Task 3: Explore object detection demos
- Visit Azure AI Vision demo
- Try the Dense Captioning or Object Detection features
- Upload an image with multiple objects (e.g., a street scene)
- Observe:
- Multiple objects detected in one image
- Each object has a bounding box drawn around it
- Confidence scores vary per object
- The model can detect the SAME type of object multiple times (3 cars, 2 people)
Task 4: Real-world object detection use cases
| Industry | Use case | What's detected |
|---|---|---|
| Retail | Customer counting and flow analysis | People in store aisles |
| Autonomous vehicles | Navigating safely | Cars, pedestrians, signs, lanes |
| Manufacturing | Quality inspection | Defects, components, alignment issues |
| Security | Surveillance alerts | People, vehicles, weapons |
| Agriculture | Crop monitoring | Weeds, pests, ripe fruit |
| Healthcare | Medical imaging | Tumors, fractures, anomalies |
Custom Object Detection with Azure Custom Vision:
- Train with YOUR images and YOUR object types
- Label objects by drawing bounding boxes on training images
- Need at least 15 tagged images per object type
- The model learns to find YOUR specific objects in new images
Look for these keywords in exam scenarios:
- "Locate", "find where", "bounding box", "position" → Object Detection
- "How many of X are in the image" → Object Detection (counting requires locating each instance)
- "What is this image of?" (whole image) → Classification
Key Concepts
| Concept | Definition |
|---|---|
| Object detection | Identifying and locating multiple objects within an image using bounding boxes |
| Bounding box | Rectangle defined by coordinates (x, y, width, height) that frames a detected object |
| Confidence threshold | Minimum confidence score required to accept a detection as valid |
| IoU (Intersection over Union) | Metric measuring how much a predicted bounding box overlaps with the true location |
| Multiple detections | One image can contain many objects; each gets its own box and label |
| Custom Vision (Object Detection) | Azure service to train custom object detectors with your own labeled images |
| Real-time detection | Processing video frames in real-time to detect objects continuously |
Common Misconceptions
| Misconception | Reality |
|---|---|
| "Object detection is just image classification with locations" | They are related but distinct. Classification labels the whole image. Object detection finds and locates individual objects — it handles multiple objects, overlapping objects, and objects of different types in one image |
| "Object detection can only find one object at a time" | Object detection finds ALL objects in an image simultaneously. A street scene might return 5 cars, 3 people, 2 traffic lights, all with separate bounding boxes |
| "Bounding boxes are always perfectly aligned with objects" | Bounding boxes are rectangles — they approximate the object's location. For irregular shapes, the box includes some background. Instance segmentation provides pixel-precise outlines |
| "You need video for object detection" | Object detection works on single images. When applied to video, it processes individual frames. Real-time video is just fast image processing |
| "Higher confidence threshold is always better" | Higher thresholds mean fewer false positives but more missed detections. The right threshold depends on the use case — a self-driving car needs to detect ALL pedestrians (lower threshold, higher recall) |
Knowledge Check
1. A retail store wants to count how many customers are in each department at any given time using security cameras. Which computer vision technique is most appropriate?

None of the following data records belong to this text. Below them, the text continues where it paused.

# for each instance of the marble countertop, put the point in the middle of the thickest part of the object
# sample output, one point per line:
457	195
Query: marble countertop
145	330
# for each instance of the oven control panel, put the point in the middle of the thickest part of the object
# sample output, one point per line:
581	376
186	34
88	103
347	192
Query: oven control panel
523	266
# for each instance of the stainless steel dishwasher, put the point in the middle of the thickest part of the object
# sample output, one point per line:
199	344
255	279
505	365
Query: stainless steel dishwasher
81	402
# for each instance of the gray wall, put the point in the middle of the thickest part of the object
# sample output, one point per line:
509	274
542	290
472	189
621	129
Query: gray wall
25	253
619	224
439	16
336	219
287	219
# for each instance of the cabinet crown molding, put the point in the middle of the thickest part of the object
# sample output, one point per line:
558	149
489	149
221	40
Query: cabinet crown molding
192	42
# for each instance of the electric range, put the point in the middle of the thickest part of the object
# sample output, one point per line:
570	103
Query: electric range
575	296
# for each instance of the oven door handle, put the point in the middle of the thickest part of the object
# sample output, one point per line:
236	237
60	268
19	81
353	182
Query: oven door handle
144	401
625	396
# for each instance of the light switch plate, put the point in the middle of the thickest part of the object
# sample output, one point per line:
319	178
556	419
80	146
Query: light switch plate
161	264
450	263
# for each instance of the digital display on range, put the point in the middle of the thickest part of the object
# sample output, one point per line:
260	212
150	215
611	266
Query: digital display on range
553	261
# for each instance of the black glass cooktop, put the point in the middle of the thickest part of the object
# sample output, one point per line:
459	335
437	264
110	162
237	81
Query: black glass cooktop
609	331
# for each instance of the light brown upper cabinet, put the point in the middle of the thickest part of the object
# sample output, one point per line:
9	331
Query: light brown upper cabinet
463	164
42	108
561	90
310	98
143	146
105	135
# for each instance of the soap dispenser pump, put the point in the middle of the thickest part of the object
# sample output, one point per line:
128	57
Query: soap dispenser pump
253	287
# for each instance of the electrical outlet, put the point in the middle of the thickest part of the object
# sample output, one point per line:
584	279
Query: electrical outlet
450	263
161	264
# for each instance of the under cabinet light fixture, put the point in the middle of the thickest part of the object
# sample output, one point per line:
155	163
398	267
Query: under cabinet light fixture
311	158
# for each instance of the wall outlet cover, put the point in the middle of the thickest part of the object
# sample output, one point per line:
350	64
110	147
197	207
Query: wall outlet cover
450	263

2. What information does a bounding box provide in object detection?
3. An autonomous vehicle system detects a pedestrian with 0.55 confidence and the safety threshold is set to 0.30. What should the system do?
4. What is the KEY feature that distinguishes object detection from image classification?
5. A single image processed by an object detection model shows a street scene. Which result is most likely?